On the sidelines is kindly gym worker Katrina (Kezia Burrows) who attempts to befriend the shell-shocked Sion, and while he very much remains a closed book emotionally, he does offer her a secret assist by butchering a chauvinist local lout who’s giving her grief. In fact, the horror/slasher element of the film is perhaps the least interesting thing about it, as Burke builds up an ensemble of characters who are all more than mere functional bit-players serving a hackneyed plot.

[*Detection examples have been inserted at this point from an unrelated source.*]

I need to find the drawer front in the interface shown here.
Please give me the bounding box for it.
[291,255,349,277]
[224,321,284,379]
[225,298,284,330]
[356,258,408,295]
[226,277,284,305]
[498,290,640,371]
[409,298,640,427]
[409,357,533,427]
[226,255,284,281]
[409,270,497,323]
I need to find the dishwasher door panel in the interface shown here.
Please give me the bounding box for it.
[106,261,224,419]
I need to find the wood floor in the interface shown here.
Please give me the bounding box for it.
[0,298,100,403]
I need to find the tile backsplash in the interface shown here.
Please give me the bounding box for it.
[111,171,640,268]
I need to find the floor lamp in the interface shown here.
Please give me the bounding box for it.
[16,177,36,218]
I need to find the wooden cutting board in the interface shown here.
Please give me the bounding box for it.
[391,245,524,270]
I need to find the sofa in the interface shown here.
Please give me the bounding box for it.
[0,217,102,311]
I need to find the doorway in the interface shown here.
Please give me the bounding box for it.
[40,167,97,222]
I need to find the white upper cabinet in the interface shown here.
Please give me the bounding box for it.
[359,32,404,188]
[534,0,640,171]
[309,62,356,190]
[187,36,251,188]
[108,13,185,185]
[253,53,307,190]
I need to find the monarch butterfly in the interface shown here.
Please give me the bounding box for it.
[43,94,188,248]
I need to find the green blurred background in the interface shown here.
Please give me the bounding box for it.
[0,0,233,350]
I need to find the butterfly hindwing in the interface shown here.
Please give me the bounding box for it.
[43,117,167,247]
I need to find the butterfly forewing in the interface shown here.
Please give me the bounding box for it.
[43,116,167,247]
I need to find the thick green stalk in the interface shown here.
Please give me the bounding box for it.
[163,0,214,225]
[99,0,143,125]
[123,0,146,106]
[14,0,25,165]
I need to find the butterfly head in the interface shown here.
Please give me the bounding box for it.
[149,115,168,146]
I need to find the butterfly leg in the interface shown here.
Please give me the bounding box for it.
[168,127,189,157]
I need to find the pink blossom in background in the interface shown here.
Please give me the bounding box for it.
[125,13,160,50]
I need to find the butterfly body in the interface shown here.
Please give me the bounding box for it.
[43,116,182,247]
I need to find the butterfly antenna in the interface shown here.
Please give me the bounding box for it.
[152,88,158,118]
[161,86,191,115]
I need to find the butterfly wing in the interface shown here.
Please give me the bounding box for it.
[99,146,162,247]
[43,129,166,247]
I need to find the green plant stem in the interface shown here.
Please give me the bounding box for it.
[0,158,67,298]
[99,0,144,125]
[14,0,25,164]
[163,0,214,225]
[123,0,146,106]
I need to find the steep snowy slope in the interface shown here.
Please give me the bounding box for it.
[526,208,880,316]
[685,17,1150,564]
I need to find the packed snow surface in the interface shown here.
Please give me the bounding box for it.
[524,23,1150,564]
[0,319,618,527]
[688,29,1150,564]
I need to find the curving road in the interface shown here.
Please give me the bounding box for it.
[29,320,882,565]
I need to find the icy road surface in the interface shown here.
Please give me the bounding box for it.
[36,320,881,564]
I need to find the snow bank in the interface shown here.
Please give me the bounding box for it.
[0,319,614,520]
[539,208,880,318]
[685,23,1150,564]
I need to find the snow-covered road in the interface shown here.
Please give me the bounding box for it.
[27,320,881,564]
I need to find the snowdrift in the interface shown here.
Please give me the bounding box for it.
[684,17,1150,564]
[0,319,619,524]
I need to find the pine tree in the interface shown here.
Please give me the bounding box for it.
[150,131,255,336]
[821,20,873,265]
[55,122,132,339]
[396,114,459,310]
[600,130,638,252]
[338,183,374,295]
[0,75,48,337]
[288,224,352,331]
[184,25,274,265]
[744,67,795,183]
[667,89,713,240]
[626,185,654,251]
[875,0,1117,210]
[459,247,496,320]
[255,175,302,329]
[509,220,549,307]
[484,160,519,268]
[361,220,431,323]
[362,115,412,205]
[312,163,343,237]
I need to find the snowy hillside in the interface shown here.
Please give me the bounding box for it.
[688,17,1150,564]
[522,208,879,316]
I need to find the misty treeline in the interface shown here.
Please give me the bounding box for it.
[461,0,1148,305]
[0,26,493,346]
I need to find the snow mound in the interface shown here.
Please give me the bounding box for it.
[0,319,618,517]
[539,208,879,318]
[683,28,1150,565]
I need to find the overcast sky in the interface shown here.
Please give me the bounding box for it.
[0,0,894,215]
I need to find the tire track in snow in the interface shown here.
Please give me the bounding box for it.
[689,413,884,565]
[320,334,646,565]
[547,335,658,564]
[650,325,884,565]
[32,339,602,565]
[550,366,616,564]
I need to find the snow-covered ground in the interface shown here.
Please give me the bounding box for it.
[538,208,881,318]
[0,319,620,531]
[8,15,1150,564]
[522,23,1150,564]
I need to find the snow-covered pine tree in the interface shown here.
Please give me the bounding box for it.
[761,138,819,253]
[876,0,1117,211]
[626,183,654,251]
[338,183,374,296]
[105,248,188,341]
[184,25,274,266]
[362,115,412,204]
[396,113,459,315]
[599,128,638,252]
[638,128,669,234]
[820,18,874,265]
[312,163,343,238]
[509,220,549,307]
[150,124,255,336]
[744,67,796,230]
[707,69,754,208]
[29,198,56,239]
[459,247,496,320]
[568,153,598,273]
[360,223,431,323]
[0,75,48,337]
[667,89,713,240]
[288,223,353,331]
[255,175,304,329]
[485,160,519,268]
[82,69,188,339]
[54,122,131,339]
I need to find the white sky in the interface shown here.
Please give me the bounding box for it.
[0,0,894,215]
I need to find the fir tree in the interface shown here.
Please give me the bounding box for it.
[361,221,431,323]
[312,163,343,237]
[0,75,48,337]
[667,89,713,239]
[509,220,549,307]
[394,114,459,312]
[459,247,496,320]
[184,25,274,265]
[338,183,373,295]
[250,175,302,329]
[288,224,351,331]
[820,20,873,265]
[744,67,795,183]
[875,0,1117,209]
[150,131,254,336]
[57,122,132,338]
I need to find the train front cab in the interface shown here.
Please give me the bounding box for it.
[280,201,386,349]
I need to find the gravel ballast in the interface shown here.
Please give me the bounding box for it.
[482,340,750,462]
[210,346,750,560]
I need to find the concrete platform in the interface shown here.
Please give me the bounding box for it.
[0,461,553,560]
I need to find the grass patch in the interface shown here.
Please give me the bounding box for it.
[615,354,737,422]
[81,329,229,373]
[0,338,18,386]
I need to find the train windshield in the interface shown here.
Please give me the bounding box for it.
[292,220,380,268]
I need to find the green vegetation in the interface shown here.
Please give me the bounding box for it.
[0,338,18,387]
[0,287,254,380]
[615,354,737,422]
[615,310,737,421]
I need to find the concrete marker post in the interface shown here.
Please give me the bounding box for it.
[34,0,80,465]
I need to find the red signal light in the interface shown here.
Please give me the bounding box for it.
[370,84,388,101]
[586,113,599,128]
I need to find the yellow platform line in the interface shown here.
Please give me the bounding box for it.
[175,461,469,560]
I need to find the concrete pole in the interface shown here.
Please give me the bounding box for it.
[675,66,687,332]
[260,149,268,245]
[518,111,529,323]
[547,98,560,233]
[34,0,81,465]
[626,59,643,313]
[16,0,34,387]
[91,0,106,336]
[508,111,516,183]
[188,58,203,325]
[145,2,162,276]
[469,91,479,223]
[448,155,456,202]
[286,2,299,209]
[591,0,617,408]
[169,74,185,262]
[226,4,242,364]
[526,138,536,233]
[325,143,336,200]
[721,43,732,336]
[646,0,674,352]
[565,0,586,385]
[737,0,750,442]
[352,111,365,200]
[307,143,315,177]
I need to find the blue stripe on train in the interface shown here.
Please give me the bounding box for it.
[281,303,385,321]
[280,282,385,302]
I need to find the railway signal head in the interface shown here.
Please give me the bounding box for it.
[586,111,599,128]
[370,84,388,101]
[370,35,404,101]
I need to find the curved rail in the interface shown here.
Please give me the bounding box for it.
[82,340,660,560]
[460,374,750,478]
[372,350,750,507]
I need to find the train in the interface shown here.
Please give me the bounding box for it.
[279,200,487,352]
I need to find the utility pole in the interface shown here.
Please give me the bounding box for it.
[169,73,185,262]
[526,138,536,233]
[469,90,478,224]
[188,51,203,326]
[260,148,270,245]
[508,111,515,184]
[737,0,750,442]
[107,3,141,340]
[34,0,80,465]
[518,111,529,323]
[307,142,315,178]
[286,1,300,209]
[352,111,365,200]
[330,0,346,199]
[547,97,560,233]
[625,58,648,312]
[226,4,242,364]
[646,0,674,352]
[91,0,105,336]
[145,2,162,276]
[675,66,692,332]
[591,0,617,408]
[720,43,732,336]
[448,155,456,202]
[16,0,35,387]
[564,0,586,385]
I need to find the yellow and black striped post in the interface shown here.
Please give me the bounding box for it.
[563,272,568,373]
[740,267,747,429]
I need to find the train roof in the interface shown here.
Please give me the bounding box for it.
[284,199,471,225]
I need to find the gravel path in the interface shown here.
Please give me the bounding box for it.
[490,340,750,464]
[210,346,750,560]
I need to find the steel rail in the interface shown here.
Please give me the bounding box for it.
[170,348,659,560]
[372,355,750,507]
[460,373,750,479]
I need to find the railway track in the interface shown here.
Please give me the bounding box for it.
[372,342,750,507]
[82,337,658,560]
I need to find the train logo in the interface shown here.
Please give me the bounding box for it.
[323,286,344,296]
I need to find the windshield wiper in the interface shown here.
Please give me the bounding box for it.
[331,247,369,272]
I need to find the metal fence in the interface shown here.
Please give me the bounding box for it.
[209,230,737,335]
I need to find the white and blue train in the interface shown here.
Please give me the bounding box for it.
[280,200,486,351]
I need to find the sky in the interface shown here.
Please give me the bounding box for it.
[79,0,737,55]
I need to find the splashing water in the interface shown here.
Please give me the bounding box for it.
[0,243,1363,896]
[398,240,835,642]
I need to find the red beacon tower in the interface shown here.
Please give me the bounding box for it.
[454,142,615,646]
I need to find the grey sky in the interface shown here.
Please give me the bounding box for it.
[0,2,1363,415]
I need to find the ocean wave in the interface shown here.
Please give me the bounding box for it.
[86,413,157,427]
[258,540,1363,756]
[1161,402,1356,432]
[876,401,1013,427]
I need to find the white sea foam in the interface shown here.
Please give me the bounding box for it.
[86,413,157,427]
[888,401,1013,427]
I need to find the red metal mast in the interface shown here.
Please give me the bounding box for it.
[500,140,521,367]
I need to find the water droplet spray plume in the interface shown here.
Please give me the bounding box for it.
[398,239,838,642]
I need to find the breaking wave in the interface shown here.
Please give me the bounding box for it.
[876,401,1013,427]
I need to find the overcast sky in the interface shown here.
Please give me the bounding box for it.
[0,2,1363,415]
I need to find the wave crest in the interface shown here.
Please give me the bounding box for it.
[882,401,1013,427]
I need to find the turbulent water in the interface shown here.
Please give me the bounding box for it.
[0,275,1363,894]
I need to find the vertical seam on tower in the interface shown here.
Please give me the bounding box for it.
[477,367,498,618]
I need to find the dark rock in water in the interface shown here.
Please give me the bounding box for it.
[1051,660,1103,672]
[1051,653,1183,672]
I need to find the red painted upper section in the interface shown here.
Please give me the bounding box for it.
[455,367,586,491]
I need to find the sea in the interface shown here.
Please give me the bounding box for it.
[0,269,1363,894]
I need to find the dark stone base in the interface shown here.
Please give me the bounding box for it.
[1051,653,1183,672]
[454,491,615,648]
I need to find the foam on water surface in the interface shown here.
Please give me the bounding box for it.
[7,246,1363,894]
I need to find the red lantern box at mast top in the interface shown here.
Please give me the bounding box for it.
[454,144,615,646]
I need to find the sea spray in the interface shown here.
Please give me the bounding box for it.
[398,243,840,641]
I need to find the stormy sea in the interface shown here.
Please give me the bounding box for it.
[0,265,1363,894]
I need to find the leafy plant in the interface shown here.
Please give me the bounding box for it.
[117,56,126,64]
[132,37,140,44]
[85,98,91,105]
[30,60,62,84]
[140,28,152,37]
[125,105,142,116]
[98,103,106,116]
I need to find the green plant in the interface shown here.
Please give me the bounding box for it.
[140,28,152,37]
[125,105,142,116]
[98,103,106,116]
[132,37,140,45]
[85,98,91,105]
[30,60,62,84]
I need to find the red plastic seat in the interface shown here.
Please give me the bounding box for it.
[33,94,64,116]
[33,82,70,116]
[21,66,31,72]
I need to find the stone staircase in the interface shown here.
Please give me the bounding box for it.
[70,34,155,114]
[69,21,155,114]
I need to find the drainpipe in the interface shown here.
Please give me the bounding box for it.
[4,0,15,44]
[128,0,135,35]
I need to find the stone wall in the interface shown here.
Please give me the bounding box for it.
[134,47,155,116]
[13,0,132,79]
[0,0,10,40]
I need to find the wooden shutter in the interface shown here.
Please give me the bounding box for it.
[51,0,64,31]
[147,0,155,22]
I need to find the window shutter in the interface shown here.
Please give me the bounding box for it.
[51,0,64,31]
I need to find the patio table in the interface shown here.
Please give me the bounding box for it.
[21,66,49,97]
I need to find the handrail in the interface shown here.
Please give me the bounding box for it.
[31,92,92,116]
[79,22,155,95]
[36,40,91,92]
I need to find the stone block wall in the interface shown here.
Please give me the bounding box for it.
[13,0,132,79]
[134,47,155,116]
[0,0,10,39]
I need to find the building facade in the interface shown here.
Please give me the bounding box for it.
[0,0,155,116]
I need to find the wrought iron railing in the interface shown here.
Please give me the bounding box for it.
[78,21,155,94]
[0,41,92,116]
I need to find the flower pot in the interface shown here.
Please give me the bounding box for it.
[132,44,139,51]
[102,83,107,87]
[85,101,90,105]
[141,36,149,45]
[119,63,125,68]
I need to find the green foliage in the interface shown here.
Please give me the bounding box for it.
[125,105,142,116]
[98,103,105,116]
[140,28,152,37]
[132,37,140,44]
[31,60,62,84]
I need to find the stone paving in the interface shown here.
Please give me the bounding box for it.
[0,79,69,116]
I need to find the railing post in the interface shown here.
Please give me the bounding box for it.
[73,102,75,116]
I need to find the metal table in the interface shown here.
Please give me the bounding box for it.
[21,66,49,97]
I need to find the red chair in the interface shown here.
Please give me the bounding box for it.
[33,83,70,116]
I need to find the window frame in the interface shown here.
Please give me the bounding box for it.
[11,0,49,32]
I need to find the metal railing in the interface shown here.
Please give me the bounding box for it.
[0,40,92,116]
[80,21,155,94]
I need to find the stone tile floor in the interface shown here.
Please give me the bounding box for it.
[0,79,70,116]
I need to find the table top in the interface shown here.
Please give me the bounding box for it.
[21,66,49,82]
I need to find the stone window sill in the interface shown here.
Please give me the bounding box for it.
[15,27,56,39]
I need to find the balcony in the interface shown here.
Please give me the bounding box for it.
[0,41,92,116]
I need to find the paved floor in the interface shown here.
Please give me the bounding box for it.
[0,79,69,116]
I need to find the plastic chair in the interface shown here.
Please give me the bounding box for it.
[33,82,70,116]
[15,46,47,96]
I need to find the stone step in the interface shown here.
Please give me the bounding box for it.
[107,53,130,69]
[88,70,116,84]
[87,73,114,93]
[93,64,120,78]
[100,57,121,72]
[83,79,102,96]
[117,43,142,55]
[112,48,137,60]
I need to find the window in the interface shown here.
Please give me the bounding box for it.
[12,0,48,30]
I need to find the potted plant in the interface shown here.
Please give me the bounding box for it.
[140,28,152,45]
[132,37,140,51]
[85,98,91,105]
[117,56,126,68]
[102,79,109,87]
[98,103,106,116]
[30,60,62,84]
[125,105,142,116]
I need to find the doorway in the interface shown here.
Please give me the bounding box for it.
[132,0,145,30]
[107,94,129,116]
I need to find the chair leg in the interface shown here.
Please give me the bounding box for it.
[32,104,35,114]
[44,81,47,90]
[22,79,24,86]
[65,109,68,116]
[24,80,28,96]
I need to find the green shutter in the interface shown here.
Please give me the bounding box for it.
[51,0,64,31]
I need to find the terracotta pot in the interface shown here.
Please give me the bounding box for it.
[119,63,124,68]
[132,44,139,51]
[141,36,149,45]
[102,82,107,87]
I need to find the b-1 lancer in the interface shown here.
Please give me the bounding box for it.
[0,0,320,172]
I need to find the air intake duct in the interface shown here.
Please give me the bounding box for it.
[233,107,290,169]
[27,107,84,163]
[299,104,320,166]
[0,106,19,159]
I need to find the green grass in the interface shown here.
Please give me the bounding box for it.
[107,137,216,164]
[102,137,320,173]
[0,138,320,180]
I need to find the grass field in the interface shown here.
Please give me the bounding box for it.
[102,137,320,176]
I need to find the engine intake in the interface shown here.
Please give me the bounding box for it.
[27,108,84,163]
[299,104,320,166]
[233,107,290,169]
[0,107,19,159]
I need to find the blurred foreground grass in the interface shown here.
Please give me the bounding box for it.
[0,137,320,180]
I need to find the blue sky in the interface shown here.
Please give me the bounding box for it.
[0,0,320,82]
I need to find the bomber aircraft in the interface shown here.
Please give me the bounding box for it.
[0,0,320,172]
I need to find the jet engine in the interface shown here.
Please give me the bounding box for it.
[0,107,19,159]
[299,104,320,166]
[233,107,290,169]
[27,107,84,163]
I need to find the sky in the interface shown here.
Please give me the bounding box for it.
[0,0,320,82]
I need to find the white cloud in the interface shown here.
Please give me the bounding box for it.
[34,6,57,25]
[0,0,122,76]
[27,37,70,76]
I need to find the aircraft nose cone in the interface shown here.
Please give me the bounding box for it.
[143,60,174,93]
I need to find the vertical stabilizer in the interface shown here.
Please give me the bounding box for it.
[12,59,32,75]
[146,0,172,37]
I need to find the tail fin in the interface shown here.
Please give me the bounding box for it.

For example, two drug-dealing goons who work for a smarmy local kingpin are secret lovers who have been forced to conceal their relationship due to the air of unreconstructed machismo that pervades their grubby little community. Similarly, the two cops investigating this rash of disappearances come freighted with their own traumas, and an initially frosty relationship eventually thaws into something that’s rather toughing for a film that, in the main, focuses on violence, bigotry, exploitation, humiliation and which household tools are best for administering pain to your fellow man.
The link to Dead Man’s Shoes doesn’t begin and end with its angular loner with zero moral scruples when it comes to offing his targets. Burke injects a much-needed hit of parochial humour into proceedings, exemplified by Steve Meo’s hilarious, hapless Kevin, a wannabe wideboy who loves nothing more than to play dress-up Travis Bickle in his bedroom and have yelled arguments with his (always off-camera) mother.
There’re no wheels being reinvented here in terms of tone or narrative, but it is a very solid genre runaround that is elevated by its occasional and welcome lapses into soulful introversion. It’s highly satisfying to see a filmmaker transition from a career making music videos and shorts to a work which expends time and effort to flesh-out all of its characters – even if that flesh might be eventually eaten by its cannibalistically-inclined antihero.